Monitoring Azure Policy Compliance States - 2021 Edition
Introduction
Back in 2019, I published a blog post on Microsoft’s ITOps Talk Blog on How to Create Azure Monitor Alerts for Non-Compliant Azure Policies. Sadly, the solution I posted have stopped working a while ago because Azure Policy no longer publishes resource compliance states to Azure Activity logs.
I have been asked to update the article by the Azure Policy product team numerous times, but I didn’t want to just post statement without any positive news. I wanted to develop a brand new solution for monitoring the Azure Policy compliance states using Azure Monitor. I had two possible solutions in mind and it stayed on my office whiteboard for the last 6 months or so. Due to other work commitments, I haven’t had time to work on it until now.
The two integration points for Azure Policy that I thought I could use are Azure Event Grid and Azure Resource Graph. In the end, I have decided to take the Event Grid option because I believe it’s inexpensive, easier to implement, and scales better in a large environment.
I have spent last few days coding the solution, from the high-level, it looks like the diagram below in the Azure Enterprise-Scale framework.
The solution consists of the following components:
- Bicep Template for Azure Function App
- App Service Plan
- Function App
- Key Vault
- App Insights
- Storage Account
- Bicep Template for Event Grid
- Event Grid System Topic
- Event Grid Subscription
-
Python function fo passing the PolicyInsights events from Event Grid to a Log Analytics workspace via the Log Analytics Data Collector REST API
- A YAML pipeline for Azure DevOps to deploy the entire solution
The solution is published in my GitHub repo azure.policy.monitor.
Deployment Instruction
Since I have included Bicep templates for deploying all required Azure resources, as well as the source code for the Python function, you can deploy them using your deployment tool of choice, or use the Azure DevOps YAML pipeline included from my repo as a starting point.
There are some pre-requisites for my YAML pipeline that you need to have them ready first.
Pre-requisites
1. Log Analytics workspaces
Have at least one Log Analytics workspace in each Azure AD tenant that you wish to implement this solution.
2. Azure DevOps
Have an Azure DevOps account (or an Azure DevOps server, although I have not tested this pipeline on Azure DevOps servers. some modifications on the pipeline may be required.)

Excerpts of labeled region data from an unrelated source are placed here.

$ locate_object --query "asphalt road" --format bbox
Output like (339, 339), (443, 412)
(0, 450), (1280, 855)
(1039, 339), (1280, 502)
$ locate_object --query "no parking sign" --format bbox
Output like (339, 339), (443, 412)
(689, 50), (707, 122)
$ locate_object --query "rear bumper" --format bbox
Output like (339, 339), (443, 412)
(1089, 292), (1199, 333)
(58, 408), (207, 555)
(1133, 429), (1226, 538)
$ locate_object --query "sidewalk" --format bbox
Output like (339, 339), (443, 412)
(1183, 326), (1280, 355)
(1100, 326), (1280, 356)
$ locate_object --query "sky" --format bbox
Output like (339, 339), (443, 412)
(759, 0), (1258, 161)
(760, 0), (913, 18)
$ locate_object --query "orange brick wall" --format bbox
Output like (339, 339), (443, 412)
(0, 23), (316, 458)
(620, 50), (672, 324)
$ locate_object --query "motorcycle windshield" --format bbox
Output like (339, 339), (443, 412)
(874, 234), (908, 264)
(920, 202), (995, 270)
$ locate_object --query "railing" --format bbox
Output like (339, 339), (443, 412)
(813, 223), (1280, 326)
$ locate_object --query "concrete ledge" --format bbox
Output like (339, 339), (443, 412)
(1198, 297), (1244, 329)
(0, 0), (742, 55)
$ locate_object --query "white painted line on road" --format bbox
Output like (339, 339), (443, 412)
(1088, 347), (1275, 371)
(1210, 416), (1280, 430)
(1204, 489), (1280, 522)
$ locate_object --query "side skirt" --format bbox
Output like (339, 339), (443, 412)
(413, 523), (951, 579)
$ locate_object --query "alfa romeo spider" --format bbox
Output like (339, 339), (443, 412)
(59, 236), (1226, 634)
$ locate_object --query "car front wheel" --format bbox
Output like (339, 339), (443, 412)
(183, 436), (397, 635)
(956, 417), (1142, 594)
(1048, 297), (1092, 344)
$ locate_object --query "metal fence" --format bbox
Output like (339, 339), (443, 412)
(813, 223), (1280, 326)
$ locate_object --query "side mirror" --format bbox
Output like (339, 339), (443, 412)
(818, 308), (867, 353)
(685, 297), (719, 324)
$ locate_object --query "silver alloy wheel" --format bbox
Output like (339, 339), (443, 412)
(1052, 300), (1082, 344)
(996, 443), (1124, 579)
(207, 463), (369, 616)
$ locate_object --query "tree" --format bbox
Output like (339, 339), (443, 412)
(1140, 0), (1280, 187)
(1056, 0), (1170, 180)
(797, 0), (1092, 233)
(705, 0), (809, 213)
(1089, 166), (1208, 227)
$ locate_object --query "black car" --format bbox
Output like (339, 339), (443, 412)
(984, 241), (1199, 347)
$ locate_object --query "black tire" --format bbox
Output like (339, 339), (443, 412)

3. Azure AD Service Principals
Have at least one Azure AD Service Principal in each Azure AD tenant that you wish to implement this solution. The Service Principal is used to deploy all required Azure resources used by this solution. It requires at least Contributor role on all subscriptions that you are deploying the solution to - this includes the management subscription and all landing zone subscriptions. In my lab, I have created the role assignment for the service principals on a Management Group level that all subscriptions are under in the Management Group hierarchy.
NOTE: If the Log Analytics workspace you are using is not located on any of the subscriptions you wish to monitor, then the Service Principal also need permission to look up the Log Analytics workspace and it’s Workspace Id and keys.
Create A Project in Azure DevOps
A project is required in Azure DevOps to host the code and pipeline. You will also need to create the following objects within the Azure DevOps project.
Service Connections
Create a Azure Resource Manager service connection for each Azure subscriptions including the Management and all landing zone subscriptions in each environment. My pipeline is expecting the service connections with the following names:
- sub-mgmt-dev
- sub-lz-dev-1
- sub-mgmt-prod
- sub-lz-prod-1
Use the service principals created earlier for these Service Connections.
Environments
I have created 2 environments in the Azure DevOps project:
- Dev
- Prod
I have configured approvals and checks for the Prod environment
Variable Groups
I have created a variable group for each environment (in this case, they are called variables - dev and variables - prod). The following variables are stored in each variable group:
- appInsightsName - The name of the Application Insights instance
- appServicePlanName - App Service Plan name for the function app
- appServicePlanSku - App Service Plan SKU. Y1 is the Consumption plan
- eventGridSubName - Event Grid subscription name
- functionAppName - Function App Name
- keyVaultName - Key Vault Name
- keyVaultSku - Key Vault SKU
- location - Azure location where the resources are deployed
- logAnalyticsWorkspaceResourceId - The resource Id for the existing Log Analytics workspace where the Policy events are sent to
- resourceGroupName - The name of the resource group to be created
- storageAccountName - The name of the storage account used by the Function App
- storageSku - Storage account SKU
- topicName - The name of the Event Grid System Topic for Microsoft.PolicyInsights
Prepare code in repo
clone my GitHub repo and then copy everything to the Git repo in your Azure DevOps project.
Modify the pipeline
Modify the Azure Pipeline (azure-pipelines.yml) to suit your needs (for example, adding additional tests, create more stages for additional environments, adding jobs for additional landing zone subscriptions etc.)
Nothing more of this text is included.